Airports, Airplanes, and the Future.

I wonder if the transition to the new year makes people more aware of the passage of time. Last week, when it still was last year, several friends of mine expressed their disappointment at what has become the future they once envisioned. One of them was comparing the present with 2001 A Space Odyssey, and another one with The Jetsons cartoons. “Where is my trip to the moon, where is my flying car?” It seemed to them that something was missing from what was promised to them, like the promise was not kept. Even though I am very skeptic about predictions of the future, I would question them on why would they choose The Jetsons instead of Blade Runner, where I can find pointers to several things that are already happening. Maybe they were longing for an optimistic, safe and hygienic version of the future, discarding any possible catastrophic or apocalyptic vision. I personally don’t remember very well the time when I used to dream about the future. I can’t recall if I had my own idea of the future, or if I was borrowing my expectations from somewhere else like my friends seemed to do, but I know now that I don’t put much effort in giving a shape to the future anymore, perhaps because it always turns out to become something else, and I’d rather wonder with surprise than frustrate myself when confronting my failed expectations, and I’d rather put my energy towards working on a better today.

When I think about it, there is a difference between the prediction of something that can possibly happen, and the prediction of how things can be. The former one doesn’t really need much imagination. To speculate about if there is going to rain tomorrow or even if a pandemic disease is going to devastate humanity 17 years from now is very different from pretending to guess (or estimate) how humanity is going to be living 50 years from now. Not only what problems will be faced but what changes need to be made, and how much progress in what direction is to be expected. How things should be.

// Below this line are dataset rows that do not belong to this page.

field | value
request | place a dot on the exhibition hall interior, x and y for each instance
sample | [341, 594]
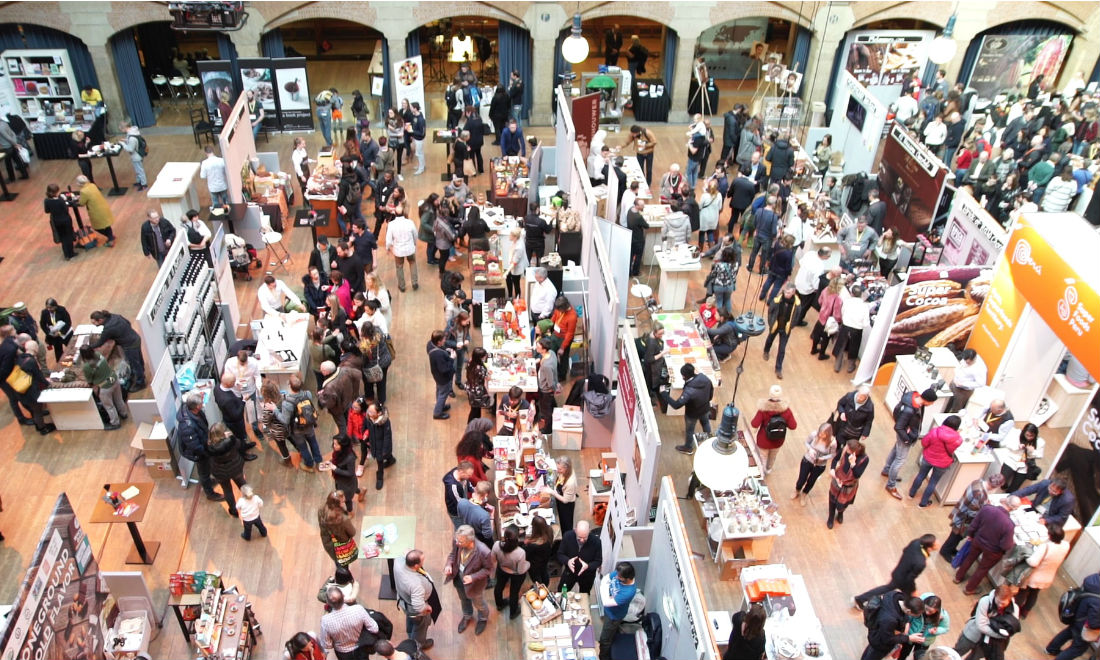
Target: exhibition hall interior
[549, 330]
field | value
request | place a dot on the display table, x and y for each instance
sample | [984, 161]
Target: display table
[675, 265]
[143, 552]
[398, 537]
[175, 188]
[686, 343]
[283, 348]
[788, 634]
[911, 374]
[565, 634]
[72, 408]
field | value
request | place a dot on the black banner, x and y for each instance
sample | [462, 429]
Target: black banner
[292, 94]
[219, 94]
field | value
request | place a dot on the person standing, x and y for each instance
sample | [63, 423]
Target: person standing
[61, 220]
[213, 171]
[695, 399]
[821, 448]
[156, 237]
[938, 453]
[417, 597]
[468, 568]
[914, 558]
[99, 213]
[106, 385]
[135, 145]
[991, 536]
[616, 592]
[909, 415]
[580, 554]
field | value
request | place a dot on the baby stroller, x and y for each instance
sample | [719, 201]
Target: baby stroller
[242, 256]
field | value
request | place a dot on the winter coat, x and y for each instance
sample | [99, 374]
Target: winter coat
[766, 409]
[939, 446]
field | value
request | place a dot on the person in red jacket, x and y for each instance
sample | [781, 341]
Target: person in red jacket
[773, 419]
[564, 327]
[938, 452]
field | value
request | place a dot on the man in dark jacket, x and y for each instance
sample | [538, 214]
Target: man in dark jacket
[695, 399]
[991, 536]
[909, 414]
[232, 414]
[156, 237]
[1062, 501]
[890, 624]
[580, 554]
[1087, 614]
[913, 560]
[441, 362]
[781, 157]
[119, 329]
[191, 432]
[855, 413]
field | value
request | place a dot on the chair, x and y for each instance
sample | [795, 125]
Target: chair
[273, 241]
[201, 125]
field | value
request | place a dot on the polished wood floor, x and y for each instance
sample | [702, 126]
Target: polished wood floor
[283, 573]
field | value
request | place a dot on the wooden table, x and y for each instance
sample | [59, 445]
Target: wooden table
[142, 552]
[396, 548]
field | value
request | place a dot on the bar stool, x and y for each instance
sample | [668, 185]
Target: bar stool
[194, 89]
[178, 89]
[161, 86]
[273, 241]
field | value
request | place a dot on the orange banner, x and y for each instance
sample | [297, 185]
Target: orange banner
[998, 318]
[1067, 303]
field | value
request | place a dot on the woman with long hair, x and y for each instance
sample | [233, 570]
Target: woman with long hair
[512, 567]
[847, 468]
[336, 527]
[476, 384]
[538, 548]
[564, 492]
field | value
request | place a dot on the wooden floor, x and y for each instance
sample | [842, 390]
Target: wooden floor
[283, 573]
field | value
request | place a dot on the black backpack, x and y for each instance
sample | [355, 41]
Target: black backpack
[1068, 603]
[776, 429]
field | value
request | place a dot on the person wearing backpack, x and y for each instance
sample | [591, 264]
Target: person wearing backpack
[135, 145]
[772, 419]
[299, 414]
[908, 414]
[1085, 624]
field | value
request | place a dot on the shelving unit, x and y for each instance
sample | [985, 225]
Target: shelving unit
[40, 81]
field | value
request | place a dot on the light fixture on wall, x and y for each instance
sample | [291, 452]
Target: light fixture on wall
[942, 50]
[575, 47]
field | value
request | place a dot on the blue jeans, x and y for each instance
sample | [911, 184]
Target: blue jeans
[923, 472]
[722, 299]
[894, 461]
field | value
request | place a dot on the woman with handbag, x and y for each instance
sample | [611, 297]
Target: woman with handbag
[1025, 450]
[512, 567]
[847, 468]
[337, 529]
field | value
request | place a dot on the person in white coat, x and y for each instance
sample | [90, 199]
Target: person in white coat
[400, 242]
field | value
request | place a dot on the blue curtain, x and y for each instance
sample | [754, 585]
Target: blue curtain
[801, 56]
[1027, 28]
[227, 50]
[671, 44]
[514, 44]
[271, 44]
[131, 79]
[47, 37]
[386, 83]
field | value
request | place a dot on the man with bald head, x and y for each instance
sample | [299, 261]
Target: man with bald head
[580, 554]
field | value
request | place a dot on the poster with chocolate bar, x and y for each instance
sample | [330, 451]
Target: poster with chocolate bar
[937, 308]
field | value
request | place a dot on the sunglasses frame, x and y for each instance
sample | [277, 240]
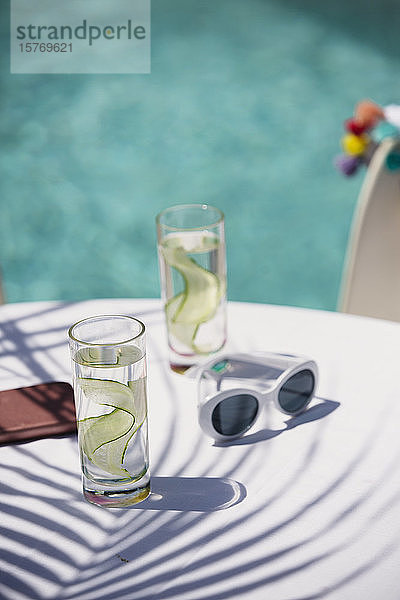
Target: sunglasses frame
[263, 397]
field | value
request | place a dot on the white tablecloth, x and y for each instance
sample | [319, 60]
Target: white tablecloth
[299, 509]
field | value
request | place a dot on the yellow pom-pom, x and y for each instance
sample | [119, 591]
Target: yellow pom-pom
[355, 144]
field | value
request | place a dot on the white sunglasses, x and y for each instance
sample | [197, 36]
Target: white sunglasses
[233, 389]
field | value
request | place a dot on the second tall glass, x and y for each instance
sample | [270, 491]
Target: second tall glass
[191, 250]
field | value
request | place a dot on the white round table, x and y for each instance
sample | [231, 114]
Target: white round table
[298, 509]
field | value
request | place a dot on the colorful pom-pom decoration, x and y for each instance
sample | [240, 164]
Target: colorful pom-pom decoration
[347, 165]
[352, 126]
[364, 132]
[355, 145]
[368, 113]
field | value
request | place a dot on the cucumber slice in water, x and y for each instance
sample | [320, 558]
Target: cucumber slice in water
[199, 300]
[201, 295]
[105, 438]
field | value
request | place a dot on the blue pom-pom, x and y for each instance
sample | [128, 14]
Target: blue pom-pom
[347, 165]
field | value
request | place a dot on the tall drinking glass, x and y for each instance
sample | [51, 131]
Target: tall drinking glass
[191, 251]
[108, 355]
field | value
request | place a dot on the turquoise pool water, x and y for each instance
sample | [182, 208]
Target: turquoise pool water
[243, 109]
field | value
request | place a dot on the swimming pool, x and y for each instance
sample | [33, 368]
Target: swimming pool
[243, 110]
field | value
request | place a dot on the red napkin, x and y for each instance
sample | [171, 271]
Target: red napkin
[37, 411]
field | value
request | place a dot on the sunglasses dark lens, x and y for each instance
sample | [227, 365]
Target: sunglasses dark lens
[235, 414]
[296, 391]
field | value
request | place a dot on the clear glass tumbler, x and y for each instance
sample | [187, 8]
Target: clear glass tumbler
[191, 252]
[108, 355]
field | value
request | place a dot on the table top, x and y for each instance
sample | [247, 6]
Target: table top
[298, 509]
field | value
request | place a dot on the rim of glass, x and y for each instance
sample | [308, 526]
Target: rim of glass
[98, 317]
[178, 207]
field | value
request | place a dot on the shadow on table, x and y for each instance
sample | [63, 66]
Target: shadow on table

After comparing the experience of commercial air transportation between what is shown in Kubrick’s Space Odyssey movie, and what actually happens when you go to the airport and fly on a plane, I can’t help it but sympathize with my friend’s frustration. Forget about going to the moon, and forget that 2007 is 6 years after 2001 (I can’t see much progress from then to now). Just look at the difference in service. The only four things I have seen changing in air travel since I was a child are that people can’t smoke in a plane anymore (what were they thinking?), the quality of service has decreased substantially, and the volume of humans has increased at the same pace, together with absurd security measures. Maybe too much has been spent in liquid detectors and there is no money left to fix those holes in the ceiling? Not only there are who-knows-how-many times more people swarming all airport terminals, but all of them have to take off their shoes, throw away their mascara, and take out their laptops. The transition to the new year is also a good excuse for long distance travel to a lot of people, and a fantastic opportunity to experience the subtle changes of social behavior in our fast paced, technology driven civilization. I remember the year 2000, when laptops were something not everyone would have, how normal it would be for me to browse around the airport terminals, find a comfy spot, connect my laptop to a nearby power outlet, and enjoy countless hours of digital activity and cappucinos waiting for my flight without having to drain my battery. Some years later, I noticed how the power outlets started to become scarce in some airports. Today, people hunt for the remaining outlet that some maintenance electrician forgot to shut down, and sit in the floor by the bathroom door and the hallway as they check their emails or stare at their spreadsheets. Not me, I have decided to go back to books… no need for batteries, and tons of fun.